My master was nodding gravely, but did I detect a hint of amusement in his eyes? I wondered what in this horrible tale the monstrumologist could find the least bit comical.
“He slipped a piece of paper into my pocket—yes! Here it is; I still have it.”
He held it up for the doctor to see.
“Your address—and the name of the poison, lest I forget it. Forget it! As if I will ever forget that accursed name! He told me I had ten days. ‘More or less, my dear Kendall.’ More or less! He proceeded to lecture me—hovering there with that horrid needle glistening an inch from my nose—on how prized this poison was; how the czar of Russia kept a stash of it in the royal safe; how it was valued by the ancients (‘They say it was what really killed Cleopatra’); how it was the method of choice of assassins, preferred because it was so slow-acting, allowing the perpetrator to be miles away by the time the victim’s heart exploded in his chest.
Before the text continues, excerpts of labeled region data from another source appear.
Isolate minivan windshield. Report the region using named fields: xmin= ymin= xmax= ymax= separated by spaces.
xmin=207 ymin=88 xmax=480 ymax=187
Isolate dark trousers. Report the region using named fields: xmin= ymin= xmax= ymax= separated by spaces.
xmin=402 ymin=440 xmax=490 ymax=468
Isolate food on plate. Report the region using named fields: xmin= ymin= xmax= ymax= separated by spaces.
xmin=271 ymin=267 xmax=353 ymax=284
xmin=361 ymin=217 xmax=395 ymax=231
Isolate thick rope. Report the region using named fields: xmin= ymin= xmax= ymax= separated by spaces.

That ghastly speech was followed by an extended description of the poison’s effects: loss of appetite, insomnia, restlessness, racing thoughts, palpitations, paranoid delusions, excessive perspiration, constipated bowel in some cases or diarrhea in others—”
The doctor nodded curtly. He had grown impatient. I knew what it was. The box. The package was pulling on him, beckoning him. Whatever Kearns had entrusted to this loquacious Englishman, it was valuable enough (at least in the monstrumological sense) to risk killing a man over its successful delivery.